One of the most interesting books that I have read in recent years has been Sela Ward’s book, Homesick. A native of Meridian, Mississippi, Sela graduated from Meridian High School and attended the University of Alabama where she was elected a cheerleader and homecoming queen. She later embarked upon a career as an actress in Hollywood that brought her fortune and fame. However, following the tragic events of 9/11 and the death of her mother, Sela started thinking about life and yearning to go back home to Meridian.

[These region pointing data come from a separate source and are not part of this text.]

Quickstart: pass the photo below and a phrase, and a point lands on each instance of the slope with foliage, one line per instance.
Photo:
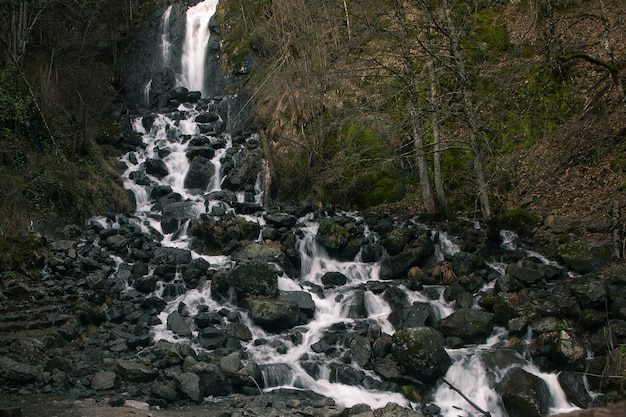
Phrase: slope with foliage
(330, 90)
(60, 81)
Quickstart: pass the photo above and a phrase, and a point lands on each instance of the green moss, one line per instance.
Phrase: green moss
(519, 219)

In the opening paragraph to her book, Sela writes, “This is a story of a gentle girl reared in the Deep South, cradled by family and friends, worshiping Bear Bryant on Saturday afternoon and Jesus Christ on Sunday morning, savoring sweet tea and porch swings, corn bread and courtesy, all of the tender mercies of a Mississippi childhood. When I have been thrown out of balance by life in Los Angeles, I have thought of the line from that old gospel song, ‘Come home, come home, ye who are weary come home.’ Well, I am weary and miss home. This is the story of a prodigal daughter who finally understood how much she loved her southern home. I yearn for a string of lazy afternoons on the front porch of our farm cottage, a glass of sweet tea in my hand, with nothing to do but watch the dragonflies light on the nickel silver surface of the pond. I need to hear once again the sound of a late summer rain on a tin roof, and a sweet chorus of crickets and bullfrogs at sunset. I need to have the waitress at the Waffle House ask me, ‘Do you want grits with that, honey?’ Because I need all of these things just as much as I need the air to breathe, I’m headed south again toward home. I want to go home to a quieter, gentler, and unhurried life. I want to maintain a connection with the people I love, where I can put my feet up and thank God.”

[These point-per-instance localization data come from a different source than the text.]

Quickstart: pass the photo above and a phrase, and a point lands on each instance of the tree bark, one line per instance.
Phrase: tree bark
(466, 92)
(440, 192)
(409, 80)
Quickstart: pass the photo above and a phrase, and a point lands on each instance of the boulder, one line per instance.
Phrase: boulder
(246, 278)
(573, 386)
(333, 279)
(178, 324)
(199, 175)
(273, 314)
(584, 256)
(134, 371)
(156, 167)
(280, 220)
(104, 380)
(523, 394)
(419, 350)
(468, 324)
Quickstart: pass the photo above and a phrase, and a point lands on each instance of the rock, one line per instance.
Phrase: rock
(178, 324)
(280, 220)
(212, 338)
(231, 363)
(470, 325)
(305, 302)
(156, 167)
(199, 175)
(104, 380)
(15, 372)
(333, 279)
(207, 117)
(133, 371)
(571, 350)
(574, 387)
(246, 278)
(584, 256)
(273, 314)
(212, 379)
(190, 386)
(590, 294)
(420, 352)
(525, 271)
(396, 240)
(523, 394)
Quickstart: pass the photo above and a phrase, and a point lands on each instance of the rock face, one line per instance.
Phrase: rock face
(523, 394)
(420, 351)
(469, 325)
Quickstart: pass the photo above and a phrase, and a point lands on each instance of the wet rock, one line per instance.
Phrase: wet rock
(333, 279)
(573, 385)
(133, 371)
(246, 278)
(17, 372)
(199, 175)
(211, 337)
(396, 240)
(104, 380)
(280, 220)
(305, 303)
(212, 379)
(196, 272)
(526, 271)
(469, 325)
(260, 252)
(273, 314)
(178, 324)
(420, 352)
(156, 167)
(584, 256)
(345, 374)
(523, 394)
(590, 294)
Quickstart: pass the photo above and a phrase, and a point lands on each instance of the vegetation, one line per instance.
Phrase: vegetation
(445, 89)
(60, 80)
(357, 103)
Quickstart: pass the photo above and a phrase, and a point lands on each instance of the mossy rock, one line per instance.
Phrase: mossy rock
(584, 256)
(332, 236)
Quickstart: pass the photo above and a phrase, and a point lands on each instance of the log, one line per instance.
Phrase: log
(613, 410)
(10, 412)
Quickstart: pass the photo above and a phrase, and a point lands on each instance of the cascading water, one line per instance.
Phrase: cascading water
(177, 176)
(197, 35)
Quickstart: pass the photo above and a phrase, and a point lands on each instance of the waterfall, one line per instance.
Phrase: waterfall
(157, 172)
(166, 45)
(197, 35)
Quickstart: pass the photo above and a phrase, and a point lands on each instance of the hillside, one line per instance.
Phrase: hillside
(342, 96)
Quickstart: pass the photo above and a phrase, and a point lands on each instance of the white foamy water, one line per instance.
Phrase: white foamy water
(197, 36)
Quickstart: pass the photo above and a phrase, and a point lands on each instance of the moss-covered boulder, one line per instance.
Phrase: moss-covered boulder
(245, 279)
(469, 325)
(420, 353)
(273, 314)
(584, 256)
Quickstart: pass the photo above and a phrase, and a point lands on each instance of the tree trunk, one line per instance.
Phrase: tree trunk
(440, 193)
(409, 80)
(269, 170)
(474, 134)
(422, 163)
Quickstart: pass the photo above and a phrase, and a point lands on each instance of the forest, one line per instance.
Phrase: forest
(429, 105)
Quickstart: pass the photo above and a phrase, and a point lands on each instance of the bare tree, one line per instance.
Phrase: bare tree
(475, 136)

Have you every yearned to go back home, physically or spiritually, to the church of your childhood and hear, like Sela Ward, those familiar words of Softly and Tenderly? “Come home, come home, earnestly, tenderly, Jesus is calling, ye who are weary come home.” A wise theologian once said, “If you do not feel as close to God today as you once did, make no mistake about which one of you has moved."